UBS's hijacking of aviation history also lifts the lid on the bank's rank hypocrisy concerning women's roles and value in society, commerce and sport. Presumably UBS "research" proves females of all ages become excited by Formula One's spreadsheet sterility, mind-numbing complexity, competitor overpopulation, infinite repeatability and yawning predictability. And yet, exactly how many female F1 drivers competed in a Grand Prix over the past two decades? Why is there still not an all-women's race on any circuit?

Aspiring or monied women may link those uncomfortable realities with the declarations by F1's Supremo (most recently in 2005) that "... women should be dressed in white like all the other domestic appliances." Consider deeply that problematic UBS association, plus the bank's recent shanghaiing of Amelia Earhart (who, ironically, was fond of driving fast cars), and the following excerpts from one of her 1935 speeches. Ms. Earhart's subject was how advances in science and technology were freeing women from servitude as mere household appliances:

"Not only has applied science decreased the toil in the home, but it has provided undreamed of economic opportunities for women. Today, millions of them are earning their living under conditions made possible only through a basically altered industrial system. Probably no scientific development is more startling than the effect of this new and growing economic independence upon women themselves. When the history of our times is written, it must record as supremely significant the physical, psychic and social changes women have undergone in these exciting decades."

"Aviation, this young modern giant, exemplified the possible relationship of women and the creations of science. Although women as yet have not taken full advantage of its use and benefits, air travel is available to them as to men.
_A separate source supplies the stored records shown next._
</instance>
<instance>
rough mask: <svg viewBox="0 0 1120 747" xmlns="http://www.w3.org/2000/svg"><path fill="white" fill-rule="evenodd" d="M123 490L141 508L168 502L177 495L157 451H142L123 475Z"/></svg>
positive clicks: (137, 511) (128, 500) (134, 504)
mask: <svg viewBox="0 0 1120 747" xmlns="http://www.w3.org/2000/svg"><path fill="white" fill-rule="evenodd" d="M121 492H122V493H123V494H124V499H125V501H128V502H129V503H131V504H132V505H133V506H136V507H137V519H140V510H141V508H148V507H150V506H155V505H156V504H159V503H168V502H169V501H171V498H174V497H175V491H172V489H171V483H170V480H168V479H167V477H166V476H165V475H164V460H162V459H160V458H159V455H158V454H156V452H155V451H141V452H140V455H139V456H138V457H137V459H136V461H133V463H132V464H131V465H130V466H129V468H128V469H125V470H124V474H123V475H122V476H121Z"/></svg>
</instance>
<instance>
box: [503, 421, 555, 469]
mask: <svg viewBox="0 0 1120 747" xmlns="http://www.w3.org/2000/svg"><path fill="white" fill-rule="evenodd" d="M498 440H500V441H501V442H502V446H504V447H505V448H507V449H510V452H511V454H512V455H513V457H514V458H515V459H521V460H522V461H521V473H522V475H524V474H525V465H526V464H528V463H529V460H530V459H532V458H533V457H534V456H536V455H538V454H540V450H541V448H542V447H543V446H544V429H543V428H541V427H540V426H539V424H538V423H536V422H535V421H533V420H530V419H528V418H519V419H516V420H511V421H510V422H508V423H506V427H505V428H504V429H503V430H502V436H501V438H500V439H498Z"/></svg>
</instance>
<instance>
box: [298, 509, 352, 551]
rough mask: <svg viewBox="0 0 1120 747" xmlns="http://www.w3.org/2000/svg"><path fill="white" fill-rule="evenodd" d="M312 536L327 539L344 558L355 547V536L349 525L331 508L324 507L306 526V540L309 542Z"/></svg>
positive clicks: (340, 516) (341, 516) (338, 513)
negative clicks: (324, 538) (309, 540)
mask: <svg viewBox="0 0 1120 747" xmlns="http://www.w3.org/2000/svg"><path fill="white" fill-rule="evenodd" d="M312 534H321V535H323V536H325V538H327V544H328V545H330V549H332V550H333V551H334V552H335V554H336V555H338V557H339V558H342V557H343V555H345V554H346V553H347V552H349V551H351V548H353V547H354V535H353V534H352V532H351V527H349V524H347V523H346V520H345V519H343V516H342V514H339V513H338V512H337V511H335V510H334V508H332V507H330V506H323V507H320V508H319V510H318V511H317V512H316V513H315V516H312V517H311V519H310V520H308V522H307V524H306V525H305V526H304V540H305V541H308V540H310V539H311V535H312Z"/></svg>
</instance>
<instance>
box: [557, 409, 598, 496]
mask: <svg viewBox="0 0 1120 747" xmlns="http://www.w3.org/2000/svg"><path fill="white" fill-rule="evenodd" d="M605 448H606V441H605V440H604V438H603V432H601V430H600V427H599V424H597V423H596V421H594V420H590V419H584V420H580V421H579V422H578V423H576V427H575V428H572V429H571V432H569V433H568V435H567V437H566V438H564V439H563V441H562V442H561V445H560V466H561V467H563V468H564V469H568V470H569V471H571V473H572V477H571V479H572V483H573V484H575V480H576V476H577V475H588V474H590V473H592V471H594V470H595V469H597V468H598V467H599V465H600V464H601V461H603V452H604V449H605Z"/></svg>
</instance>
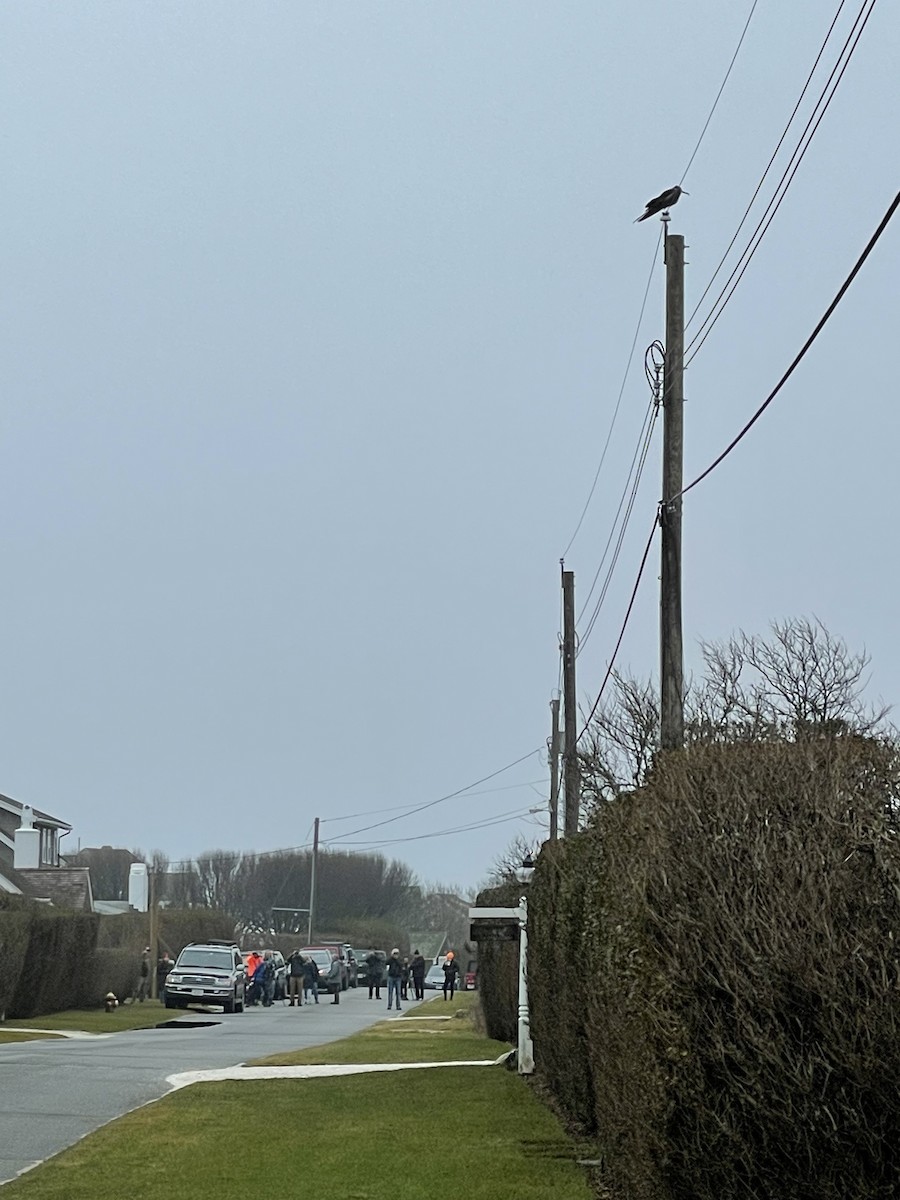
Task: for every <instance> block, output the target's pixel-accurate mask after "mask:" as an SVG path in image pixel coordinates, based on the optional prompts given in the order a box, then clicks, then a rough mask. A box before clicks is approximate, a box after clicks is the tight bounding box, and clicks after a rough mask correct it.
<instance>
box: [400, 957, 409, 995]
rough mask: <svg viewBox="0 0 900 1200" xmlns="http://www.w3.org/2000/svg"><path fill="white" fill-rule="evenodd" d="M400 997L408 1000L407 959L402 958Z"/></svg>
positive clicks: (408, 973) (408, 983)
mask: <svg viewBox="0 0 900 1200" xmlns="http://www.w3.org/2000/svg"><path fill="white" fill-rule="evenodd" d="M400 998H401V1000H409V959H403V961H402V964H401V972H400Z"/></svg>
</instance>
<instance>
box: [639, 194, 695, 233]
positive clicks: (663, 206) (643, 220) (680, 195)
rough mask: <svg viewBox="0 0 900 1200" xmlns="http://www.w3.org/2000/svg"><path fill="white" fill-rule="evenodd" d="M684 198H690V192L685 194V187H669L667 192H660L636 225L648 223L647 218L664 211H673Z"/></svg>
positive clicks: (647, 204) (651, 203) (653, 215)
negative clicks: (669, 209) (679, 200)
mask: <svg viewBox="0 0 900 1200" xmlns="http://www.w3.org/2000/svg"><path fill="white" fill-rule="evenodd" d="M682 196H690V192H685V191H684V188H683V187H677V186H676V187H667V188H666V190H665V192H660V193H659V196H654V197H653V199H652V200H648V202H647V211H646V212H642V214H641V216H640V217H636V218H635V224H637V222H638V221H646V220H647V217H652V216H654V215H655V214H656V212H662V210H664V209H671V208H672V205H673V204H677V203H678V198H679V197H682Z"/></svg>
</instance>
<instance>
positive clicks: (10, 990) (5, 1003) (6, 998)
mask: <svg viewBox="0 0 900 1200" xmlns="http://www.w3.org/2000/svg"><path fill="white" fill-rule="evenodd" d="M31 907H32V906H31V904H30V901H29V900H26V899H25V898H24V896H17V895H10V894H7V893H6V892H0V1020H2V1019H4V1018H5V1016H6V1015H8V1012H10V1007H11V1004H12V1000H13V995H14V994H16V985H17V983H18V979H19V974H20V973H22V964H23V962H24V961H25V954H26V953H28V943H29V934H30V929H31Z"/></svg>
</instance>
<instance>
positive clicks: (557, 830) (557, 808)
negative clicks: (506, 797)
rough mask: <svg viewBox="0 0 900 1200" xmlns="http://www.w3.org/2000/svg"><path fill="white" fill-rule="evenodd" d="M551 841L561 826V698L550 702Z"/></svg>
mask: <svg viewBox="0 0 900 1200" xmlns="http://www.w3.org/2000/svg"><path fill="white" fill-rule="evenodd" d="M550 713H551V722H550V840H551V841H556V840H557V836H558V826H559V697H558V696H554V697H553V700H551V702H550Z"/></svg>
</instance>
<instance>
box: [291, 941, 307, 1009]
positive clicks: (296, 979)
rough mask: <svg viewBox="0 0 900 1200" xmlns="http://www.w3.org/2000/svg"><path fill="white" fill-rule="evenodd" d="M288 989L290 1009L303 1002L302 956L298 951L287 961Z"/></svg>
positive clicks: (302, 975)
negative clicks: (289, 995)
mask: <svg viewBox="0 0 900 1200" xmlns="http://www.w3.org/2000/svg"><path fill="white" fill-rule="evenodd" d="M288 988H289V994H290V1008H293V1007H294V1004H298V1006H299V1004H302V1002H304V956H302V954H301V953H300V950H294V953H293V954H292V955H290V958H289V959H288Z"/></svg>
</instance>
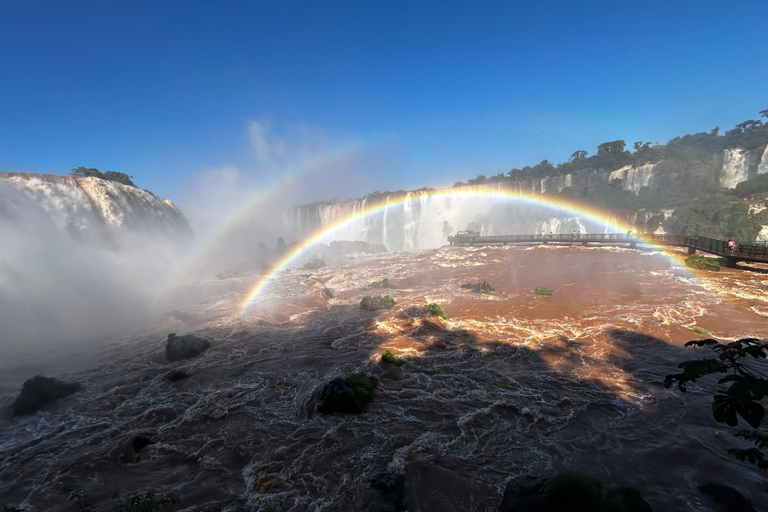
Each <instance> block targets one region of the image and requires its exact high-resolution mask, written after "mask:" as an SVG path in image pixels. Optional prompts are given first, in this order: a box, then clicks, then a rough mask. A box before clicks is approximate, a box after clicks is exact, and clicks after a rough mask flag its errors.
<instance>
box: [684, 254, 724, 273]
mask: <svg viewBox="0 0 768 512" xmlns="http://www.w3.org/2000/svg"><path fill="white" fill-rule="evenodd" d="M685 266H686V267H691V268H696V269H699V270H713V271H715V272H718V271H719V270H720V262H719V261H717V260H716V259H715V258H709V257H707V256H699V255H698V254H691V255H690V256H688V257H687V258H686V259H685Z"/></svg>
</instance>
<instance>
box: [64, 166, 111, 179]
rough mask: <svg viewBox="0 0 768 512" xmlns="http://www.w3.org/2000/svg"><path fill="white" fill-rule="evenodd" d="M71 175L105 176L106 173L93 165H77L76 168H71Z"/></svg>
mask: <svg viewBox="0 0 768 512" xmlns="http://www.w3.org/2000/svg"><path fill="white" fill-rule="evenodd" d="M69 175H70V176H79V177H81V178H103V177H104V175H103V174H102V173H101V171H100V170H98V169H94V168H93V167H75V168H74V169H70V171H69Z"/></svg>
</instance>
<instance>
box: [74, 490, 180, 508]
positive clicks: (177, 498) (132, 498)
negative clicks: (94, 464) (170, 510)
mask: <svg viewBox="0 0 768 512" xmlns="http://www.w3.org/2000/svg"><path fill="white" fill-rule="evenodd" d="M112 499H115V500H117V503H115V504H114V506H110V507H109V508H107V509H105V510H109V511H110V512H155V511H158V510H164V509H169V508H171V507H173V506H174V505H176V504H177V503H179V501H180V500H179V498H178V497H176V496H167V497H164V498H159V499H158V498H156V497H155V494H154V493H153V492H151V491H150V492H146V493H139V494H136V495H135V496H132V497H130V498H128V501H122V500H121V499H120V495H119V494H115V495H114V496H112ZM67 500H69V501H71V502H74V504H75V510H76V511H77V512H97V510H98V509H97V508H96V507H95V506H94V505H93V503H92V502H91V500H90V498H89V497H88V496H87V495H86V494H85V493H84V492H83V491H82V490H75V491H70V492H68V493H67Z"/></svg>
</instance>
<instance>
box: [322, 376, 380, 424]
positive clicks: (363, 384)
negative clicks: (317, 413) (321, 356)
mask: <svg viewBox="0 0 768 512" xmlns="http://www.w3.org/2000/svg"><path fill="white" fill-rule="evenodd" d="M378 385H379V379H378V378H376V377H375V376H373V375H368V374H365V373H362V372H357V373H350V374H348V375H342V376H340V377H336V378H335V379H333V380H332V381H330V382H329V383H328V384H326V385H325V387H323V390H322V391H321V392H320V396H319V400H320V402H319V403H318V405H317V410H318V411H319V412H321V413H323V414H331V413H334V412H346V413H359V412H363V411H364V410H365V408H366V406H367V405H368V404H369V403H370V402H371V400H373V390H374V389H376V386H378Z"/></svg>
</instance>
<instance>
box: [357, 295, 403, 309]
mask: <svg viewBox="0 0 768 512" xmlns="http://www.w3.org/2000/svg"><path fill="white" fill-rule="evenodd" d="M394 305H395V299H393V298H392V297H390V296H389V295H385V296H383V297H382V296H381V295H366V296H365V297H363V300H361V301H360V309H364V310H366V311H376V310H379V309H392V307H393V306H394Z"/></svg>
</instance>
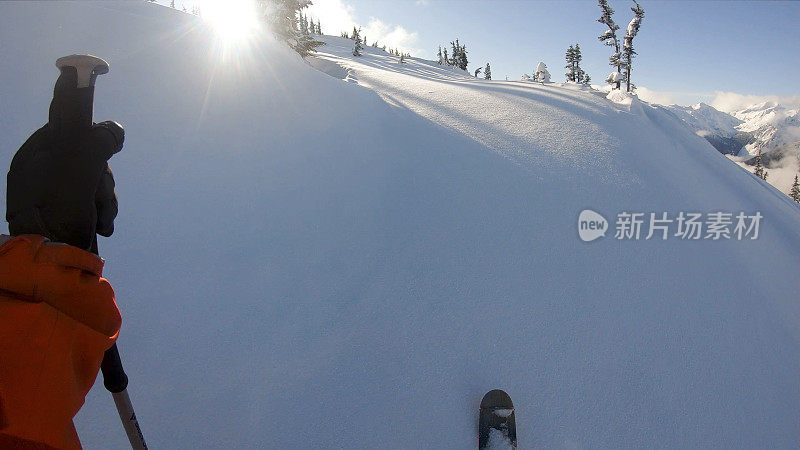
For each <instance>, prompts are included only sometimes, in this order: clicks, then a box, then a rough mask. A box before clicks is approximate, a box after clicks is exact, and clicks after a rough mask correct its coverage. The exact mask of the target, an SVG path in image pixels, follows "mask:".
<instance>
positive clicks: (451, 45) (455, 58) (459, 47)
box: [450, 39, 461, 67]
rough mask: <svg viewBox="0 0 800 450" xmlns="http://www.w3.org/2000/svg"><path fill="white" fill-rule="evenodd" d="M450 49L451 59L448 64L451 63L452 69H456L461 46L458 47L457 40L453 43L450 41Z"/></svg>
mask: <svg viewBox="0 0 800 450" xmlns="http://www.w3.org/2000/svg"><path fill="white" fill-rule="evenodd" d="M450 48H451V49H452V53H451V55H452V58H451V59H450V62H451V63H452V65H453V67H458V65H459V61H460V58H461V55H460V53H461V45H459V43H458V39H456V40H455V41H450Z"/></svg>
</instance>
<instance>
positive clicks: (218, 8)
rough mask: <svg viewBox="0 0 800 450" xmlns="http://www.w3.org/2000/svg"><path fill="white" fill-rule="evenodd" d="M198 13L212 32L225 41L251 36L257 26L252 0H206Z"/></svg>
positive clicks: (256, 22)
mask: <svg viewBox="0 0 800 450" xmlns="http://www.w3.org/2000/svg"><path fill="white" fill-rule="evenodd" d="M199 5H200V13H201V15H202V17H203V20H204V21H206V22H207V23H208V24H209V25H211V28H213V29H214V32H216V34H217V35H218V36H219V37H220V39H222V40H223V41H225V42H227V43H236V42H239V41H242V40H245V39H246V38H248V37H250V36H252V35H253V34H254V33H255V31H256V29H257V28H258V15H257V9H256V5H255V2H254V1H252V0H206V1H204V2H201V3H200V4H199Z"/></svg>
As so often happens in introducing the new or changing the old, public acceptance depends peculiarly upon women's friendly attitude."

"In aviation, they are arbiters of whether or not their families shall fly, and as such, are a potent influence."

No man today can argue with a straight face that enlightened women cannot decide how to fly, what to drive or where to bank -- especially in their potent capacities as family CPOs and CFOs. No doubt UBS has conjured "research" to prove the bank's relatively new five-year global partnership with F1 is worth the reported $40 million annual rights fee -- current and prospective female clients be damned.

UBS's flawed and presumptive ad depicting Ms. Earhart, plus its lavish support of Formula One's odd alchemy, flies in the face of the bank's claimed competence in enabling the prototypical aspiring woman with investable assets (quoting that same UBS ad) to "... recover some of her confidence." Discerning high net worth individuals may therefore conclude that as far as stellar research-driven investment opportunities go, there is no Über BS quite like what UBS is spewing.

Only through well-planned, tangible and deeply resonating actions will UBS have any hope of re-establishing credibility and trust in its tarnished brand among the public, shareholders and high net worth clients (especially those crucial female arbiters Amelia Earhart cited).

Salvaging a sunken reputation by courting "... women's friendly attitude ..." requires far more than bogus research, advertising puffery and no rest.